Welcome to the exciting journey of unraveling sentiments hidden within Amazon reviews! This project leverages the power of natural language processing (NLP) to categorize sentiments as positive, negative, or neutral across various product categories.
Utilize PySpark or Pandas to clean, transform, and prepare the Amazon reviews data. Explore the magic in:
processing/process_amazon_reviews_pandas.py
processing/process_amazon_data_spark.py
Dive into detailed analysis with Jupyter notebooks:
- Exploratory Data Analysis (EDA)
- Predictions: Star Ratings, Product Categories, Sentiment Labels
- Statistical Significance Testing
Explore the NLP techniques used:
- Text Cleaning: Lowercasing, HTML unescaping, punctuation removal
- Sentiment Analysis: Vader Sentiment library
Before diving into the code (especially the notebooks), we strongly recommend downloading the preprocessed output dataset directory and models hosted on archive.org. This step will save you time by avoiding the need to rerun the entire data processing phase.

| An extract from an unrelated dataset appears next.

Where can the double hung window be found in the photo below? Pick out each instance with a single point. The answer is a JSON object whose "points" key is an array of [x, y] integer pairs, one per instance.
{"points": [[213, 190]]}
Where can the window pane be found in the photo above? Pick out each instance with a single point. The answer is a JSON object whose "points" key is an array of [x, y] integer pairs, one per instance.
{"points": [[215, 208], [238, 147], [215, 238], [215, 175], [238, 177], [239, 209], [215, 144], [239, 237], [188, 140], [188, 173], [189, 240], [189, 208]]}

- Output Datasets: Available in
.csv.gz
format: Download Output Datasets - Models: Available in
.joblib.gz
format: Download Models
The processing package, although insightful, is mainly included to showcase our data cleaning and preparation process.
Just make sure you have Python 3.11 installed, and we'll take care of the rest!
Before proceeding with either the automatic setup or manual exploration, please ensure that the scripts have the necessary permissions to execute. This can be done by navigating to the root directory of the project and running the following commands:
chmod +x ./scripts/setup.sh
chmod +x ./scripts/download-data.sh
Make sure you are in the root directory of the project when running these commands. These will grant execute permissions for the setup.sh
and download-data.sh
scripts, enabling them to run on your system.
Now you're ready to continue with the setup process, as outlined in the sections below!
- Clone the repository.
- Navigate to the root directory of the project.
- Run the magical setup script:
./scripts/setup.sh
If you prefer to explore manually, you'll need to set some environment variables. Here's the default .env
skeleton:
SPARK_SAMPLE_LIMIT=50000
PANDAS_SAMPLE_LIMIT=95000
SPARK_SAMPLE_FRACTION=0.90
AMAZON_BIGDATA_INPUT_DIRECTORY=./input-amazon/
AMAZON_BIGDATA_OUTPUT_DIRECTORY=./output-amazon/
ML_MODEL_FOLDER=./models/
ML_MODEL_TESTING_FOLDER=validation_data/
- Download Data: Run the
download-data.sh
script from the root directory to download Amazon reviews data and pre-trained models:
./scripts/download-data.sh
- Create Virtual Environment:
python3 -m venv venv
source venv/bin/activate
- Install Dependencies:
pip install -r requirements.txt
- Download spaCy Model:
python3 -m spacy download en_core_web_md
- Process Data: Choose either Pandas or PySpark:
python3 processing/process_amazon_reviews_pandas.py # For Pandas
or
spark-submit processing/process_amazon_data_spark.py # For PySpark
- Explore Analysis Notebooks: Navigate to the
analysis
directory to explore Jupyter notebooks.
Explore the performance of the Bayes models through classification reports and scoring with the analysis/run_models.py
script. This script provides insights into how well the models are performing on the validation data.
To run the script, navigate to the analysis
directory and execute:
python3 run_models.py
This will generate classification reports and scores for the Bayes models, displaying them in the standard output. Make sure you have the required models and validation data available before running this script.
Running Spark jobs requires significant memory and may not be suitable for machines with limited resources. If you are an SFU student, faculty member, or staff, consider using CSIL if you wish to run Spark jobs. Otherwise, you can choose the Pandas option for data processing.